Gadis bersurai hitam lembut yang dikucir dengan pita merah itu justru memilih untuk berbalik dan berlari menjauh dari Kai.

"DIO!" Kairda akan terdiam lagi? Jawabannya adalah tidak, karena kini lelaki tampan itu turut mengejar Dio dengan segenap kekuatan yang dimilikinya.

Kairda bertekad tidak akan membiarkan masalah ini terus berlarut-larut. Dirinya masih sangat menyayangi Diona dan Kairda tahu gadis manis itu punya perasaan yang sama juga dengannya. Petuah siang hari dari Sehudha menamparnya telak dan membuatnya menyadari segala tindakan bodohnya akhir-akhir ini.

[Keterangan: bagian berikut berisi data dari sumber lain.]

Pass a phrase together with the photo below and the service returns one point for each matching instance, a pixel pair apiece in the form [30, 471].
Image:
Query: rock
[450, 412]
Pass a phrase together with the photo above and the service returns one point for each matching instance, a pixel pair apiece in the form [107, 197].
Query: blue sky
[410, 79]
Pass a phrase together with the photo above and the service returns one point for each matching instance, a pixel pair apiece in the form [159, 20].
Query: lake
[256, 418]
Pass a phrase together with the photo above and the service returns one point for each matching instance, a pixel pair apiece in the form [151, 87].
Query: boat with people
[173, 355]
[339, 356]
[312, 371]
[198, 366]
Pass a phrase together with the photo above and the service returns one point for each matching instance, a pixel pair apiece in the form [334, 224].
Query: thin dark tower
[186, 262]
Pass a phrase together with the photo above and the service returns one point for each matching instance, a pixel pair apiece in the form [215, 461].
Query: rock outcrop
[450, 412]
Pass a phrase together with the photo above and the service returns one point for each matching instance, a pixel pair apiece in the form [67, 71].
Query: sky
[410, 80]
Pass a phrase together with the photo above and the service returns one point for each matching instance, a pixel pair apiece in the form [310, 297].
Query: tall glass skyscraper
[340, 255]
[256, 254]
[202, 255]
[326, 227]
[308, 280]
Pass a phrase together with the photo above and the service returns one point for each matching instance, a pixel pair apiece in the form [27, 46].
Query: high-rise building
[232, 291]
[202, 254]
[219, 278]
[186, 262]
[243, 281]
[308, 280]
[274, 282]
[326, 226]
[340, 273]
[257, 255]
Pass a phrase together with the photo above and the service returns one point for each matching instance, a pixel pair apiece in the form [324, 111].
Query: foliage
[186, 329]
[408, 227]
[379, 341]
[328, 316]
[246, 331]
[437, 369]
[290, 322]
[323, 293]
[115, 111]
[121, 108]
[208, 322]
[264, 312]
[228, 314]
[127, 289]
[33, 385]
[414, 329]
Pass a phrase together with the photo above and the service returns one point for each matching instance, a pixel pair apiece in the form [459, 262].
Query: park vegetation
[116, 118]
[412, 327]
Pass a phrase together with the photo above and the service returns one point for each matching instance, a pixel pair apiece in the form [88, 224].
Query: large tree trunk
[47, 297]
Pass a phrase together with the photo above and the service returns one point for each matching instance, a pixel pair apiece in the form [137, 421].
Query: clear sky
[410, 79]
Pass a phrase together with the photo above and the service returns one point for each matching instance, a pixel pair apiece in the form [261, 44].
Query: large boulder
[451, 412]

Jadi dengan senyum—setengah seringai—laki-laki itu berlari mengejar Dio yang masih semangat melarikan diri tak jauh di depannya. Apalah daya kaki Diona tak sepanjang milik Kairda.

"DIO BERHENTI! KITA HARUS BICARA!" seru Kai dengan nafas sedikit tersengal.

"EMOH!" balas Dio tanpa menoleh ke belakang (trans: tidak!).

Mereka berdua terus berkejaran di sepanjang lorong, lalu naik ke lantai dua, berlarian kembali di koridor lantai dua gedung kelas satu yang sudah sepi. Hanya tersisa dua-tiga orang yang masih bertahan tinggal di dalam kelas entah itu untuk mengerjakan tugas kelompok atau sekadar bergosip.

Hmm, seharusnya kini ada musik latar lagu India untuk mengiringi adegan kejar-kejaran konyol dari sepasang sejoli ini agar lebih dramatis. Kuch Kuch Hotahei misalnya?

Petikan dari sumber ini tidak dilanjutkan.